FBDetect: Catching Tiny Performance Regressions at Hyperscale [pdf]

(tangchq74.github.io)

35 points | by pjmlp 3 days ago ago

7 comments

  • dataflow 3 hours ago

    Detecting a 0.005% regression means detecting that a 20s task now takes 20.001s.

    It's not even easy to reliably detect such a small performance regression on a single thread on a single machine.

    I suppose in theory having multiple machines could actually improve the situation, by letting them average out the noise? But on the other hand, it's not like you have identically distributed samples to work with - workloads have variance over time and space, so there's extra noise that isn't uniform across machines.

    Color me a little skeptical, but it's super cool if actually true.

    • yuliyp 2 hours ago

      The .005% is a bit of a headline-grabber for sure, but the idea makes sense given the context: They're monitoring large, multi-tenant/multi-use-case systems which have very large amounts of diverse traffic. In these cases, the regression may be .005% of the overall size, but you don't detect it like that, but rather by detecting a 0.5% regression in a use case which was 1% of the cost. They can and do slice data in various ways (group by endpoint, group by function, etc.) to improve the odds of detecting a regression.

    • vlovich123 an hour ago

      You’re right to be skeptical. This entire space as far as I can tell is filled with people who overpromise and under deliver and use bad metrics to claim success. If you look at their false positive and false negative sections, they perform terribly but use words to claim that it’s actually good and use flawed logic to extrapolate on missing data (eg assume our rates stay the same for non-response vs “people are tired of our tickets and ignore our system”). And as follow up work their solution is to keep tuning their parameters (ie keep fiddling to overfit past data”).
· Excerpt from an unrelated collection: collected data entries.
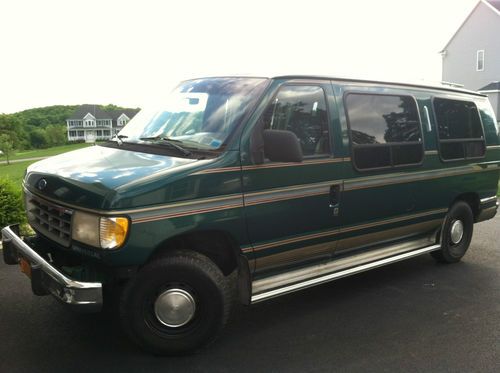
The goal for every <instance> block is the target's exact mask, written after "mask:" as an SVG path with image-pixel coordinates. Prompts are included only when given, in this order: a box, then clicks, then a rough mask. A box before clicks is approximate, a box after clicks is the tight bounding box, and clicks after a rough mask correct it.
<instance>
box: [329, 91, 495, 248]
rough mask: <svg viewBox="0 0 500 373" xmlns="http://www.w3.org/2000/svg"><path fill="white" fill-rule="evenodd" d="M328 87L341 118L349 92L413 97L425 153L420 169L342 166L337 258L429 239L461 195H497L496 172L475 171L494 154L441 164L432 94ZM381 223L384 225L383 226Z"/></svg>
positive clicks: (487, 130) (341, 120)
mask: <svg viewBox="0 0 500 373" xmlns="http://www.w3.org/2000/svg"><path fill="white" fill-rule="evenodd" d="M333 86H334V92H335V94H336V96H337V103H338V106H339V113H345V107H344V101H343V100H342V97H343V96H344V94H345V93H346V92H349V91H354V92H366V93H373V94H377V93H378V94H394V95H411V96H413V97H414V98H415V99H416V101H417V106H418V109H419V111H420V121H421V131H422V135H423V146H424V151H425V153H424V154H425V155H424V159H423V162H422V164H421V165H415V166H405V167H397V168H396V167H394V168H388V169H383V170H373V171H369V170H367V171H358V170H356V169H355V167H354V165H352V164H349V163H346V164H344V167H345V170H344V172H343V174H344V175H345V180H344V192H343V195H342V203H341V227H340V233H339V236H338V238H339V242H338V246H337V252H339V253H340V252H342V251H345V250H352V249H358V248H363V247H365V246H373V245H376V244H377V242H384V241H390V240H398V239H411V237H412V236H414V237H417V236H420V235H426V234H427V235H432V234H433V232H434V233H435V231H436V230H437V229H438V228H439V226H440V225H441V222H442V220H443V219H444V216H445V215H446V212H447V209H448V208H449V206H450V205H451V203H452V202H453V201H454V200H455V199H456V198H457V197H459V196H460V195H462V194H465V193H477V195H478V196H479V198H483V197H484V196H487V195H488V196H494V195H496V190H497V184H498V166H497V165H491V166H490V168H485V167H482V166H481V165H480V163H484V162H488V161H495V160H498V159H499V157H498V154H495V153H496V150H494V149H488V151H487V154H486V156H485V158H483V159H480V160H466V161H459V162H442V161H441V159H440V157H439V154H438V151H437V141H436V140H437V137H436V123H435V119H434V114H433V110H432V101H431V98H432V95H433V93H434V92H428V91H423V90H418V89H417V90H411V89H397V88H394V87H383V86H382V87H377V86H372V85H369V86H366V85H358V84H354V85H349V84H347V85H340V84H336V83H335V82H333ZM436 94H437V93H436ZM424 106H426V107H427V109H428V112H429V120H430V122H431V131H430V132H429V131H428V129H427V128H426V127H427V125H426V124H427V123H426V119H427V118H426V117H425V116H424V113H423V107H424ZM340 120H341V128H342V131H346V128H348V123H347V117H346V116H345V114H341V115H340ZM487 128H488V129H487V130H485V133H486V134H488V133H489V137H487V141H488V140H489V141H490V142H494V143H495V144H496V143H498V134H496V133H495V132H494V131H493V133H492V132H491V126H488V127H487ZM344 144H345V143H344ZM351 154H352V153H351ZM351 157H352V155H351ZM384 220H386V221H388V222H389V223H388V224H383V222H384ZM364 227H365V228H364ZM398 227H399V228H398ZM403 227H407V228H406V229H403ZM359 228H361V229H359ZM395 228H398V229H395Z"/></svg>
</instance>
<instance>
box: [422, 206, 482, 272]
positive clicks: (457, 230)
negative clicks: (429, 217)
mask: <svg viewBox="0 0 500 373" xmlns="http://www.w3.org/2000/svg"><path fill="white" fill-rule="evenodd" d="M473 227H474V216H473V215H472V210H471V208H470V206H469V204H467V203H466V202H463V201H458V202H456V203H455V204H454V205H453V206H452V207H451V208H450V210H449V211H448V214H447V215H446V218H445V221H444V223H443V229H442V232H441V249H440V250H438V251H433V252H432V253H431V254H432V256H433V257H434V258H435V259H436V260H438V261H439V262H443V263H456V262H458V261H460V259H462V257H463V256H464V255H465V253H466V252H467V249H468V248H469V245H470V242H471V240H472V232H473Z"/></svg>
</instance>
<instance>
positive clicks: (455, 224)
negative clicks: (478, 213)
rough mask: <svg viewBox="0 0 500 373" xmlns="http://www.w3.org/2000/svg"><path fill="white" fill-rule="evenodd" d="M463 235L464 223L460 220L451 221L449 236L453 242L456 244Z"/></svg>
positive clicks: (451, 241)
mask: <svg viewBox="0 0 500 373" xmlns="http://www.w3.org/2000/svg"><path fill="white" fill-rule="evenodd" d="M463 236H464V224H463V223H462V221H461V220H454V221H453V222H452V223H451V229H450V238H451V242H453V244H455V245H456V244H457V243H459V242H460V241H461V240H462V237H463Z"/></svg>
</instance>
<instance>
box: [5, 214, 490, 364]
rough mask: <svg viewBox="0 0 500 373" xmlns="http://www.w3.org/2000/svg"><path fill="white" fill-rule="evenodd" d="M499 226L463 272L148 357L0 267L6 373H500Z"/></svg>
mask: <svg viewBox="0 0 500 373" xmlns="http://www.w3.org/2000/svg"><path fill="white" fill-rule="evenodd" d="M499 241H500V217H497V218H496V219H494V220H490V221H488V222H485V223H481V224H479V225H477V226H476V231H475V236H474V240H473V243H472V246H471V249H470V251H469V253H468V254H467V255H466V257H465V258H464V260H463V262H461V263H458V264H454V265H439V264H436V263H434V261H433V260H432V259H431V258H430V257H429V256H422V257H419V258H415V259H412V260H409V261H406V262H401V263H397V264H393V265H391V266H388V267H385V268H380V269H377V270H374V271H371V272H367V273H364V274H361V275H358V276H356V277H351V278H346V279H342V280H339V281H337V282H334V283H330V284H326V285H322V286H319V287H316V288H313V289H309V290H306V291H304V292H300V293H295V294H291V295H288V296H285V297H282V298H278V299H276V300H272V301H269V302H267V303H261V304H258V305H256V306H252V307H248V308H244V307H241V308H239V309H238V310H237V313H236V315H235V316H234V317H233V320H232V322H231V323H230V324H229V325H228V327H227V328H226V329H225V332H223V334H222V335H221V338H220V339H219V340H218V341H216V342H215V343H214V344H212V345H211V346H209V347H208V348H206V349H205V350H203V351H202V352H201V353H199V354H197V355H194V356H189V357H181V358H159V357H154V356H149V355H147V354H145V353H143V352H141V351H140V350H138V349H136V348H135V346H133V345H132V344H130V343H129V342H128V340H127V339H126V338H125V337H124V335H123V334H122V333H121V332H120V330H119V329H118V327H117V326H116V323H115V322H114V320H113V318H112V317H104V316H101V315H77V314H73V313H71V312H68V311H67V310H65V309H63V307H62V306H61V305H59V304H58V303H57V302H56V301H55V300H53V299H51V298H50V297H43V298H40V297H35V296H33V295H31V292H30V289H29V286H28V282H27V281H26V280H25V278H24V276H23V275H22V274H20V273H19V272H18V270H17V268H16V267H12V266H10V267H8V266H5V265H0V285H1V288H0V302H1V303H0V336H2V342H1V343H0V371H2V372H59V371H60V372H72V373H74V372H97V371H108V372H109V371H113V372H140V371H144V372H178V371H182V372H184V371H193V372H212V371H214V372H311V371H353V372H368V371H369V372H377V371H387V372H394V371H415V372H431V371H432V372H436V371H438V372H447V371H449V372H457V371H460V372H464V371H475V372H494V371H496V372H498V371H499V368H500V247H499Z"/></svg>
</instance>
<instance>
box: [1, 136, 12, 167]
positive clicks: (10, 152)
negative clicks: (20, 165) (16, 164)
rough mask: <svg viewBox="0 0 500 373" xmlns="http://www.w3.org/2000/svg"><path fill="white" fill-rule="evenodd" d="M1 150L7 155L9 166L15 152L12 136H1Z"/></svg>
mask: <svg viewBox="0 0 500 373" xmlns="http://www.w3.org/2000/svg"><path fill="white" fill-rule="evenodd" d="M0 150H1V151H2V152H3V154H5V157H6V158H7V164H10V159H9V157H10V155H11V153H12V151H13V150H14V145H13V141H12V138H11V136H9V135H8V134H6V133H3V134H1V135H0Z"/></svg>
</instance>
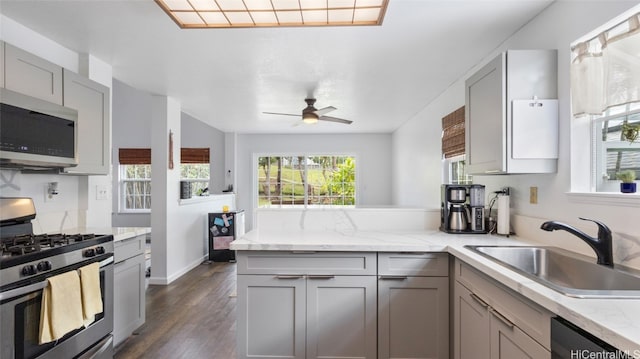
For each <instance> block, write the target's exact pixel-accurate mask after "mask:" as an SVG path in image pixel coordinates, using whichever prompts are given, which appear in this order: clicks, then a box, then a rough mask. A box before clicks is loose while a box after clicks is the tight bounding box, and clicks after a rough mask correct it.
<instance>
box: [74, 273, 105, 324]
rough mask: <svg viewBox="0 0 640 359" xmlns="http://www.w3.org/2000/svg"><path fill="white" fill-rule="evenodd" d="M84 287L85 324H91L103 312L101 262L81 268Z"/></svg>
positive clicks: (84, 320) (83, 309)
mask: <svg viewBox="0 0 640 359" xmlns="http://www.w3.org/2000/svg"><path fill="white" fill-rule="evenodd" d="M78 271H79V272H80V286H81V287H82V314H83V319H84V325H85V326H89V324H91V323H93V321H94V320H95V318H96V314H98V313H102V295H101V292H100V263H98V262H96V263H92V264H89V265H86V266H84V267H82V268H80V269H78Z"/></svg>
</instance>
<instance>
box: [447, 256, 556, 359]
mask: <svg viewBox="0 0 640 359" xmlns="http://www.w3.org/2000/svg"><path fill="white" fill-rule="evenodd" d="M455 270H456V276H455V278H456V280H455V283H454V301H453V306H454V310H453V317H454V320H453V326H454V330H453V333H454V342H453V350H454V358H455V359H467V358H473V359H478V358H479V359H483V358H491V359H498V358H501V359H507V358H537V359H545V358H551V352H550V347H551V343H550V338H551V333H550V325H551V323H550V320H551V316H552V313H550V312H548V311H547V310H545V309H543V308H542V307H539V306H538V305H536V304H535V303H532V302H530V301H528V300H527V299H525V298H523V297H521V296H520V295H518V294H516V293H513V292H512V291H510V290H507V289H506V288H502V287H500V286H498V284H497V283H494V282H493V281H492V280H491V279H489V278H487V277H486V276H484V275H483V274H481V273H479V272H477V271H475V270H474V269H473V268H471V267H470V266H468V265H466V264H465V263H463V262H461V261H459V260H456V263H455Z"/></svg>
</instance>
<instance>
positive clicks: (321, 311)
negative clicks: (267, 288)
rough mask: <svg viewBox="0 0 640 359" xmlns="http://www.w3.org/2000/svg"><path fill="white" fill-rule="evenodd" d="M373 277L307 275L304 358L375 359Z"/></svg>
mask: <svg viewBox="0 0 640 359" xmlns="http://www.w3.org/2000/svg"><path fill="white" fill-rule="evenodd" d="M376 298H377V296H376V277H375V276H308V280H307V358H309V359H311V358H354V359H355V358H370V359H375V358H376V330H377V324H376V317H377V307H376Z"/></svg>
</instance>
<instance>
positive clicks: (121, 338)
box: [113, 255, 145, 345]
mask: <svg viewBox="0 0 640 359" xmlns="http://www.w3.org/2000/svg"><path fill="white" fill-rule="evenodd" d="M144 279H145V262H144V255H138V256H135V257H132V258H129V259H127V260H125V261H122V262H119V263H116V264H115V265H114V269H113V283H114V286H113V295H114V301H113V303H114V305H113V312H114V315H113V342H114V345H118V344H119V343H121V342H122V341H123V340H125V339H126V338H128V337H129V335H131V333H133V331H134V330H136V329H137V328H138V327H140V326H141V325H142V324H144V321H145V283H144Z"/></svg>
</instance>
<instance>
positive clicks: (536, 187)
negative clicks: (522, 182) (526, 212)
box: [529, 187, 538, 204]
mask: <svg viewBox="0 0 640 359" xmlns="http://www.w3.org/2000/svg"><path fill="white" fill-rule="evenodd" d="M529 203H531V204H537V203H538V187H529Z"/></svg>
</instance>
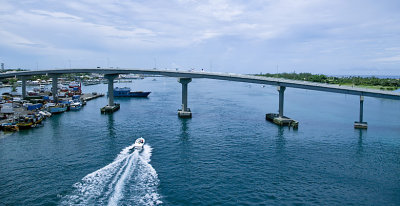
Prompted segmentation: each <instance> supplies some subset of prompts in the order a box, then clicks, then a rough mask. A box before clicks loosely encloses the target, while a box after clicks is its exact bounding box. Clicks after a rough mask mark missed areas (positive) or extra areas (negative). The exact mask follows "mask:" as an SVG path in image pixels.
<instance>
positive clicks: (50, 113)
mask: <svg viewBox="0 0 400 206" xmlns="http://www.w3.org/2000/svg"><path fill="white" fill-rule="evenodd" d="M39 114H40V115H43V116H45V117H51V113H50V112H47V111H39Z"/></svg>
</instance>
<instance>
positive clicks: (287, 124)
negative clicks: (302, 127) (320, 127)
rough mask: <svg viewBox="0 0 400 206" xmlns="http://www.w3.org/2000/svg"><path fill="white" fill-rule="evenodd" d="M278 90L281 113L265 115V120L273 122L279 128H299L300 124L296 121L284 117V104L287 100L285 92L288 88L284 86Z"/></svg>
mask: <svg viewBox="0 0 400 206" xmlns="http://www.w3.org/2000/svg"><path fill="white" fill-rule="evenodd" d="M277 90H278V92H279V113H278V114H275V113H268V114H266V115H265V119H266V120H268V121H271V122H273V123H275V124H277V125H279V126H289V127H293V128H298V126H299V122H298V121H296V120H293V119H291V118H289V117H286V116H284V115H283V104H284V100H285V98H284V97H285V90H286V87H284V86H278V87H277Z"/></svg>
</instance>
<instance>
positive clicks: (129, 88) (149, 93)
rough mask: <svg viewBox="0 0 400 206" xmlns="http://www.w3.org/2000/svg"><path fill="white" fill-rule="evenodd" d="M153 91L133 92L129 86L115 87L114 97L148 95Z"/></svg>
mask: <svg viewBox="0 0 400 206" xmlns="http://www.w3.org/2000/svg"><path fill="white" fill-rule="evenodd" d="M150 93H151V92H143V91H135V92H131V89H130V88H129V87H123V88H118V87H116V88H114V97H147V96H149V94H150Z"/></svg>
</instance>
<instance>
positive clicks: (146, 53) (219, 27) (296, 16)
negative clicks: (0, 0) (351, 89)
mask: <svg viewBox="0 0 400 206" xmlns="http://www.w3.org/2000/svg"><path fill="white" fill-rule="evenodd" d="M399 9H400V4H399V3H398V2H397V1H390V0H388V1H383V2H379V3H376V2H375V1H372V0H367V1H364V0H355V1H345V0H338V1H325V0H278V1H276V0H254V1H244V0H204V1H203V0H172V1H163V0H154V1H128V0H126V1H111V0H80V1H77V0H70V1H61V2H57V3H54V1H50V0H42V1H35V0H21V1H0V11H1V12H0V27H1V28H2V30H0V47H2V48H3V49H8V50H9V51H10V52H9V53H8V54H7V55H8V56H9V57H10V59H14V58H15V59H16V57H17V56H18V55H21V54H24V55H29V53H32V58H33V56H42V57H43V58H45V57H46V58H48V57H49V56H52V58H54V59H57V58H61V57H60V56H69V57H77V56H80V58H84V59H85V58H86V59H88V61H87V62H92V63H93V64H97V62H96V61H98V59H99V58H104V56H107V57H108V56H112V57H113V58H115V59H118V61H120V62H122V63H125V64H127V65H129V64H131V60H130V59H131V58H128V57H129V56H130V55H132V54H134V55H136V56H137V58H136V59H135V64H138V66H141V65H150V66H151V67H153V59H154V58H155V57H158V59H165V60H160V61H159V63H158V64H159V65H163V66H161V67H169V66H171V65H180V66H185V65H186V66H189V67H196V65H197V66H199V67H200V66H201V67H204V65H208V64H209V62H210V60H212V61H213V62H214V65H215V66H214V67H215V68H216V67H217V66H216V65H219V69H220V70H223V71H230V69H231V68H235V69H237V71H239V72H242V73H251V71H248V68H260V67H261V68H265V69H266V70H267V71H266V72H268V70H271V71H274V70H275V67H276V65H277V64H279V65H281V66H280V68H281V69H280V70H282V71H285V69H287V70H288V71H292V70H293V67H295V68H297V70H298V71H300V70H303V71H311V72H312V71H318V72H320V70H321V68H323V69H324V70H325V71H327V72H328V73H329V72H330V73H336V74H337V73H340V70H342V71H347V70H346V69H348V68H356V67H357V68H362V67H364V66H368V64H374V65H373V67H376V68H382V67H383V68H387V69H388V70H391V71H393V68H392V67H394V66H396V65H395V64H397V63H398V62H399V61H398V58H399V56H398V52H397V53H396V51H397V50H395V48H400V43H399V42H398V39H399V33H400V24H399V22H398V19H400V14H399V13H398V10H399ZM390 48H392V50H390ZM11 51H12V52H11ZM77 54H79V55H77ZM11 57H13V58H11ZM139 57H140V58H139ZM125 58H128V59H125ZM64 59H65V58H64ZM64 59H63V60H62V61H65V60H64ZM54 61H55V62H56V60H54ZM60 61H61V60H60ZM21 62H23V61H21ZM146 62H147V63H146ZM149 62H150V63H149ZM202 62H205V63H202ZM387 62H391V65H387V64H386V63H387ZM285 65H286V66H285ZM347 65H349V66H347ZM132 66H136V65H132ZM389 67H390V68H389ZM256 72H257V73H258V72H259V71H256ZM264 72H265V71H264Z"/></svg>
You can even tell how it’s perceived where they describe people not even bother to interact with their system during 2/4 high impact incidents examined and blaming the developer for one of them as “they didn’t integrate the metrics”. Like if a system can provide a meaningful cost/benefit the teams would be clamoring to adjust their processes. Until demonstrated clearly otherwise it’s dressed up numerology.

      I saw a team at oculus fail to do this for highly constrained isolated environments with repeatable workloads and having the threshold be much more conservative (eg 1-10%) and failing. This paper is promulgating filtering your data all to hell to the point of overfitting.

      • dataflow an hour ago

        Thanks, I hadn't read that far into the paper. But I have to say I had what I feel is a good reason to be skeptical before even reading a single word in the paper, honestly. Which is that Facebook never felt so... blazing fast, shall we say, to make me believe anyone even wanted to pay attention to tiny performance regressions, let alone the drive and tooling to do so.

        • vlovich123 an hour ago

          > blazing fast, shall we say, to make me believe anyone even wanted to pay attention to tiny performance regressions

          Important to distinguish frontend vs backend performance of course. This is about backend performance where they care about this stuff a lot because it multiplies at scale & starts costing them real money. Frontend performance has less of a direct impact on their numbers with the only data I know on that is the oft-cited Google stuff trying to claim that there's a direct correlation between lost revenue and latency (which I haven't seen anyone else bother to try to replicate & see if it holds up).

          • dataflow 39 minutes ago

            > Important to distinguish frontend vs backend performance of course.

            I'm not sure what you're calling frontend in this context (client side? or client-facing "front-end" servers?), but I'm talking about their server side specifically. I've looked at their API calls and understand when slowness is coming from the client or the server. The client side is even slower for sure, but the server side also never felt like it was optimized to the point where deviations this small mattered.

    • protomolecule 17 minutes ago

      "...measuring CPU usage at the subroutine level rather than at the overall service level. However, if this 0.005% regression originates from a single subroutine that consumes 0.1% of the total CPU, the relative change at the subroutine level is 0.005% / 0.1% = 5%, which is much more substantial. Consequently, small regressions are easier to detect at the subroutine level."